Pyongyang soutient que son programme spatial est purement scientifique.

La Corée du Nord n'a-t-elle pas droit à un programme spatial?

Pyongyang le revendique, mais les sanctions décrétées par l'ONU en 2006 pour limiter son programme nucléaire lui interdisent de tester tout système de missiles.

Pour le Conseil de sécurité de l'ONU, les tirs de fusées spatiales violent cette interdiction.

Le principal protecteur diplomatique de Pyongyang, la Chine, donne raison aux deux camps, estimant que la Corée du Nord a droit à un programme d'exploration spatiale, mais doit respecter les résolutions des Nations unies.

Quelles sont les capacités nord-coréennes en matière de missile?

Dans ses discours les plus belliqueux, Pyongyang affirme être déjà capable de frapper le territoire américain.

La plupart des experts en doutent, et estiment que la Corée du Nord mettra des années à se doter d'une capacité de frappe intercontinentale crédible.

Si les tirs de fusée ont pu permettre à son programme de missiles balistiques de progresser, Pyongyang n'a pas l'air d'avoir maîtrisé la technologie de rentrée dans l'atmosphère, après la phase de vol balistique, qui serait nécessaire pour toucher un territoire aussi lointain que les États-Unis.

Les spécialistes ne savent pas non plus dans quelle mesure Pyongyang est capable de maîtriser la miniaturisation d'une bombe pour pouvoir la monter sur un missile.

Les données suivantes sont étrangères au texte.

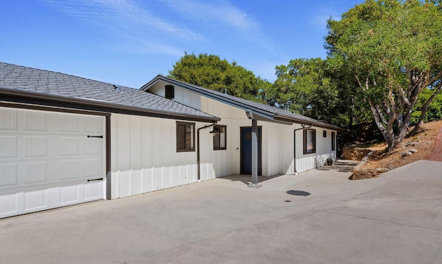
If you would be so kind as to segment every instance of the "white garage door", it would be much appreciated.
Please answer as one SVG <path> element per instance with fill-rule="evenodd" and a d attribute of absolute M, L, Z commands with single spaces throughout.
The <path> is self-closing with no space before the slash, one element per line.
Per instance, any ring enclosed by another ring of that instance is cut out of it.
<path fill-rule="evenodd" d="M 0 108 L 0 218 L 103 199 L 104 128 L 104 116 Z"/>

Que veut la Corée du Nord?

Pyongyang espère que son quatrième essai nucléaire et son tir de fusée contribueront à pousser les États-Unis vers la table des négociations, où le régime nord-coréen espère obtenir quelques concessions.

La Corée du Nord a d'ores et déjà annoncé son intention de placer d'autres satellites en orbite.

Les États-Unis ont exclu de prendre langue avec le Nord tant qu'il n'aura pas fait de geste tangible vers la dénucléarisation. Mais pour certains, cette politique dite de «patience stratégique» a permis à Pyongyang d'avancer sur la voie de son programme nucléaire.